MapR 4.0.x Documentation : Preparing Each Node

Each node contributes to the cluster designed in the previous step, so each must be able to run MapR and Hadoop software.






Red Hat, CentOS, SUSE, or Ubuntu


8 GB minimum, more in production


Raw, unformatted drives and partitions


Hostname, reaches all other nodes


Common users across all nodes; passwordless ssh (optional)


Must run Java


NTP, Syslog, PAM

Use the following sections as a checklist to make each candidate node suitable for its assigned roles. Once each node has been prepared or disqualified, proceed to Step 3, Installing MapR Software.

2.1 CPU and Operating System

a. Processor is 64-bit

To determine the processor type, run

$ uname -m

If the output includes "x86_64," the processor is 64-bit. If it includes "i386," "i486," "i586," or "i686," it is a 32-bit processor, which is not supported by MapR software.

If the results are "unknown," or none of the above, try one of these alternative commands.

$ uname -a
Linux mach-name 2.6.35-22-server #33-Ubuntu SMP Sun Sep 19 20:48:58 UTC 2012 x86_64 GNU/Linux

In the cpuinfo file, the flag 'lm' (for "long-mode") indicates a 64-bit processor.
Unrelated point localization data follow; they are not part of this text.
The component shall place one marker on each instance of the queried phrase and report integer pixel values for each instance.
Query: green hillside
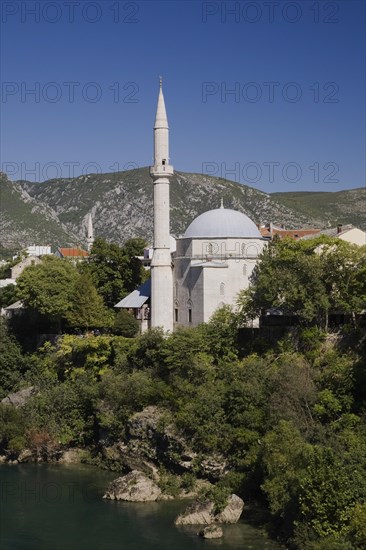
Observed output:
(328, 209)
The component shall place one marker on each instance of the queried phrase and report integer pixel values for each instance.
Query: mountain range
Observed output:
(55, 211)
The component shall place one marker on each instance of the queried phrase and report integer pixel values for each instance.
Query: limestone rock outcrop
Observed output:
(152, 440)
(133, 487)
(203, 513)
(232, 511)
(211, 532)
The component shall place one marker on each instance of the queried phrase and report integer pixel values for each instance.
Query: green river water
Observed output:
(54, 507)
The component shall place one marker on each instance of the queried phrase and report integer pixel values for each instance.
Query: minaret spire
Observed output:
(161, 268)
(90, 234)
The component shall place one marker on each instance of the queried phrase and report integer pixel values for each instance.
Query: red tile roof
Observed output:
(73, 252)
(292, 233)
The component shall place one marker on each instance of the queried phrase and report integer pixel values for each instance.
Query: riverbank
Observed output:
(60, 506)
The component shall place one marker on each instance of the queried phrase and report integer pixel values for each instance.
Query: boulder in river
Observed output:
(211, 532)
(203, 513)
(133, 487)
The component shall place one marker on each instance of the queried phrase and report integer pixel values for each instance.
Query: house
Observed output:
(18, 268)
(269, 231)
(73, 253)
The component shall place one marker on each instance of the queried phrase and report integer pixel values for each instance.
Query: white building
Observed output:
(212, 262)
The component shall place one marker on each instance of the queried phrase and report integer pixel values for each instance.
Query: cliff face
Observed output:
(55, 211)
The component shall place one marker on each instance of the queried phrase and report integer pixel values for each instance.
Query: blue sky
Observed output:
(295, 119)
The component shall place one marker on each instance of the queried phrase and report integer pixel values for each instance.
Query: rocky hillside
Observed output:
(341, 207)
(55, 211)
(26, 220)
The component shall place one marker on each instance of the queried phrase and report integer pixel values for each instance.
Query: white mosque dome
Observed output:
(222, 223)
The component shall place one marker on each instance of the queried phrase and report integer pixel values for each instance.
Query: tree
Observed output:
(11, 361)
(115, 270)
(87, 307)
(125, 324)
(308, 279)
(48, 287)
(8, 295)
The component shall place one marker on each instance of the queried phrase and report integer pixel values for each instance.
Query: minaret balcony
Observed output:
(161, 170)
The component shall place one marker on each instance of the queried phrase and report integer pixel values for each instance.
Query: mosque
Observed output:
(205, 268)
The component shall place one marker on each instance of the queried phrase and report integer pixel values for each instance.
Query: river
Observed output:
(54, 507)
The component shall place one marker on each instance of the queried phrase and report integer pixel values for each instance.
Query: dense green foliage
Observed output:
(288, 420)
(309, 279)
(115, 270)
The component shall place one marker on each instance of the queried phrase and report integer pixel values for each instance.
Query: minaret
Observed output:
(161, 267)
(90, 235)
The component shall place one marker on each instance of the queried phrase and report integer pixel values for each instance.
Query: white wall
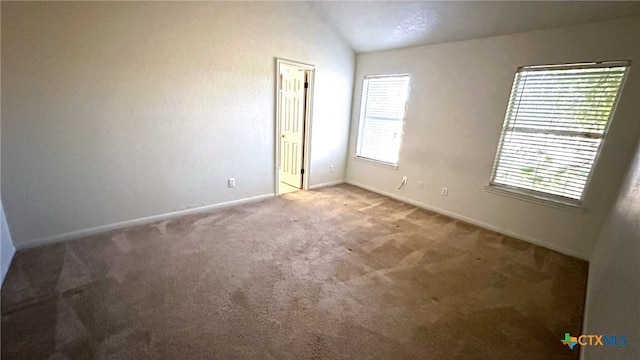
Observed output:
(116, 111)
(613, 292)
(459, 94)
(6, 246)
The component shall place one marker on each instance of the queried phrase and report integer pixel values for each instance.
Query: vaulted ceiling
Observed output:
(381, 25)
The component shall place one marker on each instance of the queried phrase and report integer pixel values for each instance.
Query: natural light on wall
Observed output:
(382, 112)
(556, 120)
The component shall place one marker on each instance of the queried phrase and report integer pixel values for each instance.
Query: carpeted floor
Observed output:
(339, 273)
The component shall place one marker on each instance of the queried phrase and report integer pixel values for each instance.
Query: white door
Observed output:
(292, 114)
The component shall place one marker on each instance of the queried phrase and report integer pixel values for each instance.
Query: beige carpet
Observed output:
(339, 273)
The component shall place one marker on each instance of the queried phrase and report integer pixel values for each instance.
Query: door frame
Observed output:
(306, 146)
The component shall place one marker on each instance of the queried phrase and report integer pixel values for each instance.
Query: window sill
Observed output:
(377, 163)
(575, 208)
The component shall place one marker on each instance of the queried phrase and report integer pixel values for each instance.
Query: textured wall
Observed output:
(459, 94)
(613, 292)
(6, 246)
(117, 111)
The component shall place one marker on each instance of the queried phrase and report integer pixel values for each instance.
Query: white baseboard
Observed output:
(475, 222)
(135, 222)
(6, 263)
(330, 183)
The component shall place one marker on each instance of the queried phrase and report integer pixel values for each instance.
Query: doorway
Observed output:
(294, 91)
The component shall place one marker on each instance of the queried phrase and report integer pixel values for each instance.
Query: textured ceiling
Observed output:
(381, 25)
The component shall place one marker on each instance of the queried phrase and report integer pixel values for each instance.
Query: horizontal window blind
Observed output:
(556, 120)
(381, 117)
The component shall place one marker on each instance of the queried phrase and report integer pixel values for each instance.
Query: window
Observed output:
(381, 117)
(556, 120)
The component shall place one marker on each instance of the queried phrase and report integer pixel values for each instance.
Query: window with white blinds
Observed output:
(556, 120)
(381, 117)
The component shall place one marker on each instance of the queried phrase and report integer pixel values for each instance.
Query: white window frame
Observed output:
(361, 123)
(542, 197)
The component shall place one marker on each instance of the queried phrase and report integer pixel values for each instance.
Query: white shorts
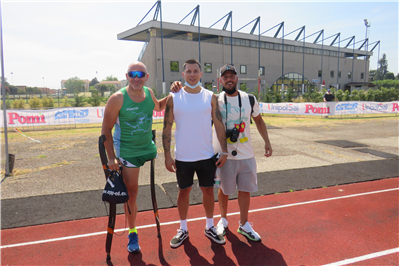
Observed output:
(240, 174)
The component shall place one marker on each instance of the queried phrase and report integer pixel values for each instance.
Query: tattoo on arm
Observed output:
(167, 127)
(218, 114)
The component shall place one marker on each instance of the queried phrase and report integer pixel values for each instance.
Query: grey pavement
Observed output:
(304, 157)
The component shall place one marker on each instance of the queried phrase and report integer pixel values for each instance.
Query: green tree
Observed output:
(79, 100)
(383, 69)
(74, 84)
(93, 82)
(47, 102)
(389, 75)
(289, 95)
(111, 78)
(277, 96)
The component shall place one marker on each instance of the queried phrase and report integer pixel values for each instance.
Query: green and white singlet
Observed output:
(133, 128)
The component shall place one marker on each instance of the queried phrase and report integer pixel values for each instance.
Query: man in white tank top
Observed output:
(193, 108)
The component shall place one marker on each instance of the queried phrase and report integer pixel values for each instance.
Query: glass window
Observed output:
(243, 69)
(277, 46)
(208, 68)
(174, 66)
(262, 70)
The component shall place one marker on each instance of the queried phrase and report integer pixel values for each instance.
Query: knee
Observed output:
(208, 191)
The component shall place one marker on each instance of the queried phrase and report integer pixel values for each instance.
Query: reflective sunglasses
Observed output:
(139, 74)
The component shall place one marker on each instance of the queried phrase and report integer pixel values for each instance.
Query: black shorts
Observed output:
(205, 170)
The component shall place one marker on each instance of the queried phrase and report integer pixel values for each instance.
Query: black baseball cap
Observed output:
(228, 67)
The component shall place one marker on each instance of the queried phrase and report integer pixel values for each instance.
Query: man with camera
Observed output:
(193, 108)
(240, 168)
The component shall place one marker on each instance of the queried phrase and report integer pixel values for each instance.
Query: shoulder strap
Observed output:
(252, 102)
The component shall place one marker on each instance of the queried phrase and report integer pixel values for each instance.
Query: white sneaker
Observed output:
(222, 225)
(247, 231)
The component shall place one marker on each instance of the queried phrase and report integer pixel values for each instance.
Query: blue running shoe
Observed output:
(133, 246)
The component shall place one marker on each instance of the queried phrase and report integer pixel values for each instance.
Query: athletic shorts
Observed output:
(205, 170)
(238, 173)
(135, 162)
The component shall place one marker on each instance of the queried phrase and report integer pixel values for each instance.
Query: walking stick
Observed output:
(152, 185)
(112, 206)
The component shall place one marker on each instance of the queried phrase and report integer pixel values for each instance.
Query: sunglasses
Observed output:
(139, 74)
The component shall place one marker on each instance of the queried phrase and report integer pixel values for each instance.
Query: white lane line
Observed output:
(365, 257)
(194, 219)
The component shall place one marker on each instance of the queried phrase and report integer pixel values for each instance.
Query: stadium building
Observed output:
(281, 62)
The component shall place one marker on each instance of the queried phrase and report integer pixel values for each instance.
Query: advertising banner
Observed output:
(86, 115)
(330, 108)
(59, 116)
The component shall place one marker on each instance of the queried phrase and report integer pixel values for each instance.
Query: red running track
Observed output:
(354, 224)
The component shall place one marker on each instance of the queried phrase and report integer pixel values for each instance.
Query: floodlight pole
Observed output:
(163, 68)
(3, 93)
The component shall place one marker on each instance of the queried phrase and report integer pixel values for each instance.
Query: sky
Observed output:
(45, 42)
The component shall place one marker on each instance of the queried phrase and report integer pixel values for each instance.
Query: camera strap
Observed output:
(239, 105)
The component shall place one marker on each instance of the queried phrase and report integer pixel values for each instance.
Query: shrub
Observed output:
(362, 95)
(35, 102)
(339, 95)
(95, 100)
(347, 96)
(65, 102)
(79, 100)
(355, 95)
(47, 102)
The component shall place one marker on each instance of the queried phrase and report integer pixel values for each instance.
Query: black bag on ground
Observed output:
(115, 190)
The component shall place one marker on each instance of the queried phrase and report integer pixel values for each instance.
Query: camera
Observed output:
(232, 134)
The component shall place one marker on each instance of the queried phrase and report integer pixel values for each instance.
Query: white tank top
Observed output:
(193, 118)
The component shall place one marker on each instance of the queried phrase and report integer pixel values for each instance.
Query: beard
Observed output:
(230, 91)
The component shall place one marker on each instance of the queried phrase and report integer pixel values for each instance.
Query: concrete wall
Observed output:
(220, 54)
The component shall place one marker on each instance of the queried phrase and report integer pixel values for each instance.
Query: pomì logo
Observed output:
(98, 113)
(346, 106)
(375, 106)
(317, 110)
(283, 107)
(31, 119)
(71, 114)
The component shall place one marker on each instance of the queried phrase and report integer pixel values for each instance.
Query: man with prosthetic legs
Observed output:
(130, 111)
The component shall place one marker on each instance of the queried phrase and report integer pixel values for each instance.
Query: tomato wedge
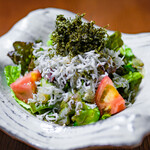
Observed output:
(25, 86)
(108, 98)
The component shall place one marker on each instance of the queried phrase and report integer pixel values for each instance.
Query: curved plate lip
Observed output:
(134, 142)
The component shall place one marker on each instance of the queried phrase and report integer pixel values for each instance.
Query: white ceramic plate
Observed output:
(124, 129)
$ grep flags /proc/cpuinfo
flags               : fpu vme de pse tsc msr pae mce cx8 apic sep mtrr pge mca cmov pat pse36 clflush dts acpi mmx fxsr sse sse2 ss syscall nx rdtscp lm constant_tsc up arch_perfmon pebs bts rep_good xtopology tsc_reliable nonstop_tsc aperfmperf pni pclmulqdq ssse3 cx16 sse4_1 sse4_2 popcnt aes hypervisor lahf_lm ida arat

b. Operating System is supported

Run the following command to determine the name and version of the installed operating system. (If the lsb_release command reports "No LSB modules are available," this is not a problem.)

$ lsb_release -a
No LSB modules are available.
Distributor ID: Ubuntu
Description:    Ubuntu 10.10
Release:        10.10
Codename:       maverick

The operating system must be one of the following:

Operating System

Minimum version

RedHat Enterprise Linux (RHEL) or Community Enterprise Linux (CentOS)

6.1 or later

SUSE Enterprise Linux Server

11 SP1 or later

Ubuntu Linux

12.04 or later

If the lsb_release command is not found, try one of the following alternatives.

$ cat /proc/version
Linux version 2.6.35-22-server (build@allspice) (gcc version 4.4.5 (Ubuntu/Linaro 4.4.4-14ubuntu4) ) #33-Ubuntu SMP Sun Sep 19 20:48:58 UTC 2012
$ cat /etc/*-release

If you determine that the node is running an older version of a supported OS, upgrade to at least a supported version and test the upgrade before proceeding. If you find a different Linux distribution, such as Fedora or Gentoo, the node must be reformatted and a supported distro installed.

2.2 Memory and Disk Space

a. Minimum Memory

A minimum of 8 GB total memory is required on a node. MapR recommends at least 16 GB for a production environment, and typical MapR production nodes have 32 GB or more.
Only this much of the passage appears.